- Active: 1863 March – mid-1863
- Type: Infantry
- Engagements: Uprising of 1863

Commanders
- First and only commander: Bolesław Kołyszko

= Dubysa Regiment =

Lithuanian infantry regiment in the Uprising of 1863

The Dubysa Regiment (pułk dubiski; Dubysos pulkas) was a Lithuanian infantry regiment commanded by Bolesław Kołyszko during the Uprising of 1863. It was named after the river Dubysa. The regiment fought mostly in the Kaunas Governorate and ranged in strength from 700 to 1,170 members.

== Formation ==
The Dubysa Regiment began as a rebel group that was organized near Kaunas by Bolesław Kołyszko in March 1863. It began forming in the coastal forests along the Dubysa, specifically between Čekiškė and Aukštdvaris. Kołyszko's group was joined by the groups of Bronislavas Žarskis and Antanas Norvaiša and the combined group was called the Dubysa Regiment.

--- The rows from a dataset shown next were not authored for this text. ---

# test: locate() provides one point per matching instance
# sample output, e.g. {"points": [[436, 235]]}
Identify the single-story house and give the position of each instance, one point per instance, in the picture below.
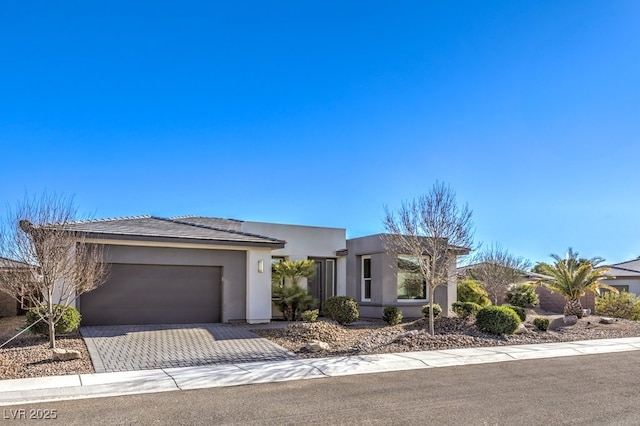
{"points": [[192, 269], [14, 305]]}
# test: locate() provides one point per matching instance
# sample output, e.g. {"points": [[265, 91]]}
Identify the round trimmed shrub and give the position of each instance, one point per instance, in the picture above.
{"points": [[342, 309], [497, 320], [67, 323], [471, 291], [392, 315], [518, 310], [310, 315], [541, 324], [465, 309], [522, 295], [437, 310]]}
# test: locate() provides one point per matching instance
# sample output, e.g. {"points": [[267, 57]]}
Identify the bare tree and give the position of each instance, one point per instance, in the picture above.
{"points": [[61, 263], [432, 230], [496, 269]]}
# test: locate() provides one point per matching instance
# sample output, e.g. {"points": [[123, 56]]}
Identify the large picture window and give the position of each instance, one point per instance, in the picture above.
{"points": [[366, 278], [411, 284]]}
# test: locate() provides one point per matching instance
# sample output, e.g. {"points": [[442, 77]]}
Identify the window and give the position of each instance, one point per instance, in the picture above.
{"points": [[366, 278], [411, 284], [620, 288], [274, 261], [330, 278]]}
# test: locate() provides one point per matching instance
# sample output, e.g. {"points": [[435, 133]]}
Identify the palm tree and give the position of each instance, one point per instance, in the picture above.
{"points": [[572, 277], [285, 289]]}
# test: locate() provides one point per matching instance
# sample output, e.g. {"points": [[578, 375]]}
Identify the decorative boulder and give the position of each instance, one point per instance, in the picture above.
{"points": [[317, 346], [65, 354]]}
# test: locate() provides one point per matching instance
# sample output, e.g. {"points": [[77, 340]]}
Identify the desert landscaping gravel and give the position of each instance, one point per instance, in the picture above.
{"points": [[29, 355], [376, 337]]}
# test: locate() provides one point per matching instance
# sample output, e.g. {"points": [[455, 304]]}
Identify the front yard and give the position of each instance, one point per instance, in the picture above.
{"points": [[29, 355], [373, 337]]}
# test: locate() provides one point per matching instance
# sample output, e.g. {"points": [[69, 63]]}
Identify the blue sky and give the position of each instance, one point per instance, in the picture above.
{"points": [[323, 113]]}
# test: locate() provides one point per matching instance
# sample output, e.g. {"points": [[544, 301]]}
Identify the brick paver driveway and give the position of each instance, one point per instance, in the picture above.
{"points": [[144, 347]]}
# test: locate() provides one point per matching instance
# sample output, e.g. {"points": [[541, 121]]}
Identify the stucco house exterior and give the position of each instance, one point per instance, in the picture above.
{"points": [[626, 276], [12, 306], [377, 279], [192, 269]]}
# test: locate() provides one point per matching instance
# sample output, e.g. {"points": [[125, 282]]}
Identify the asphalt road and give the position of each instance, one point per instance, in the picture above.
{"points": [[584, 390]]}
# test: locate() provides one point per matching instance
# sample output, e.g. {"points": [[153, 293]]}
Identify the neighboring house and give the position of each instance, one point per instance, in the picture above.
{"points": [[191, 269], [377, 279], [626, 276], [12, 306]]}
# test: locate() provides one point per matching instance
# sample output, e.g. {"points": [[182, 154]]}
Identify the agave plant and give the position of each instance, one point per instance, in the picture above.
{"points": [[572, 277]]}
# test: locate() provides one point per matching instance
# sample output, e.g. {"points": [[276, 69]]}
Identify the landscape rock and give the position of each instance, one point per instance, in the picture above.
{"points": [[65, 354], [317, 346]]}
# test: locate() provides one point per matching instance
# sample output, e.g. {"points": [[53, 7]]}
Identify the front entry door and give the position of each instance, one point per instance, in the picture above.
{"points": [[322, 284]]}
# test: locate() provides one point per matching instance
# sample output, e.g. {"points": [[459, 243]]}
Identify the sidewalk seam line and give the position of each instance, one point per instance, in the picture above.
{"points": [[172, 378]]}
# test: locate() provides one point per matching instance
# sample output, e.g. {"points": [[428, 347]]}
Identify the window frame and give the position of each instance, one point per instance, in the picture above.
{"points": [[425, 287], [364, 280]]}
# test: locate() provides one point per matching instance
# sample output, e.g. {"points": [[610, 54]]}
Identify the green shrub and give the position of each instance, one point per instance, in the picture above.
{"points": [[497, 320], [67, 323], [437, 310], [619, 305], [541, 324], [523, 295], [518, 310], [471, 291], [292, 300], [392, 315], [465, 309], [310, 315], [342, 309]]}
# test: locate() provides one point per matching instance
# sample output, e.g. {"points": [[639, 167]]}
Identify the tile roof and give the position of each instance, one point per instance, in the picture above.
{"points": [[10, 263], [158, 227], [214, 222]]}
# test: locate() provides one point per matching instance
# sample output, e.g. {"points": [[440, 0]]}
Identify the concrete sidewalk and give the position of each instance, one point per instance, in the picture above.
{"points": [[46, 389]]}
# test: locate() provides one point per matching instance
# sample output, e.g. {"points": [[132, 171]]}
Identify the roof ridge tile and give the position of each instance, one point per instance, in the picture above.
{"points": [[213, 228]]}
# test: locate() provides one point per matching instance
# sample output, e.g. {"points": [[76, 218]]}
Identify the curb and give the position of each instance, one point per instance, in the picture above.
{"points": [[57, 388]]}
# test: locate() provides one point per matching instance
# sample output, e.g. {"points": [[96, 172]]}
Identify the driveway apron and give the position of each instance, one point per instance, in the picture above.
{"points": [[146, 347]]}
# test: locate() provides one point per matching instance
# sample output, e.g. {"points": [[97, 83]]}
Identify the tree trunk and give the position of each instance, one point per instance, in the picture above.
{"points": [[52, 331], [431, 326], [573, 307]]}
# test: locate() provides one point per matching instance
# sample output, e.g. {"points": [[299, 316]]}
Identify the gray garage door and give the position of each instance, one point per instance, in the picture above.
{"points": [[154, 294]]}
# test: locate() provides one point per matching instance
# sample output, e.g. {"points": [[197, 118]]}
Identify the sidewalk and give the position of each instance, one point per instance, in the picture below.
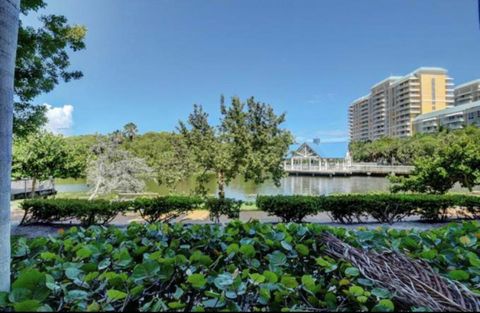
{"points": [[202, 217]]}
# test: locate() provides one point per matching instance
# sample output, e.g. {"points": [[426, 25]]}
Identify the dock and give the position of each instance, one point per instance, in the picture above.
{"points": [[22, 189], [344, 169]]}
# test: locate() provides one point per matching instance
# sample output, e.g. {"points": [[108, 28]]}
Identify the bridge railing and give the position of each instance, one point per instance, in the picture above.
{"points": [[345, 167], [25, 186]]}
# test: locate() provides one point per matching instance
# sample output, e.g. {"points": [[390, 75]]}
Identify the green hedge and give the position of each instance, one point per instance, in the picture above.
{"points": [[289, 208], [385, 208], [164, 209], [100, 212], [58, 210], [219, 207]]}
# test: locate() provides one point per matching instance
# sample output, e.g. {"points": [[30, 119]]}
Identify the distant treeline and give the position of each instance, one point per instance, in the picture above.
{"points": [[406, 150], [164, 152]]}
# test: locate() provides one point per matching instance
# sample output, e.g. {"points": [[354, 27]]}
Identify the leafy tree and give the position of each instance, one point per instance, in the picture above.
{"points": [[248, 142], [455, 160], [42, 62], [113, 169], [9, 15], [43, 155], [405, 150], [130, 131], [117, 136]]}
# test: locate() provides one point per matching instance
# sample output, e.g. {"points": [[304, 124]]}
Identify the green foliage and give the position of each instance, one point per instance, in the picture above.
{"points": [[115, 170], [384, 208], [165, 153], [164, 209], [42, 62], [90, 212], [289, 208], [59, 210], [456, 160], [248, 142], [223, 206], [407, 150], [43, 155], [163, 267]]}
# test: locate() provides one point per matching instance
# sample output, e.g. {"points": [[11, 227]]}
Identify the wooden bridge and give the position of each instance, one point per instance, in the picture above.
{"points": [[346, 169], [22, 189]]}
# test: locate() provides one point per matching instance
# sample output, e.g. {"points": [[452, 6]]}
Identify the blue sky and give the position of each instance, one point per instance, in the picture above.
{"points": [[149, 61]]}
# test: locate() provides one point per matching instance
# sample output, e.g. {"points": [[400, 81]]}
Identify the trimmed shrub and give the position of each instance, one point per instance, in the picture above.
{"points": [[58, 210], [289, 208], [218, 207], [384, 208], [164, 209]]}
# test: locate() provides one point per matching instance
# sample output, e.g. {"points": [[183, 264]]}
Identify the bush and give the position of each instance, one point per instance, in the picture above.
{"points": [[218, 207], [240, 267], [384, 208], [58, 210], [164, 209], [289, 208]]}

Among the regiment's members was Aleksandras Vytartas, the vicar of Čekiškė's Church of the Holy Trinity, in which he announced the uprising's manifesto.

== Battles ==
Kołyszko led the regiment in fights against units of the Imperial Russian Army at Aukštdvaris on March 29, near Lenčiai on April 1, near Misiūnai on April 11.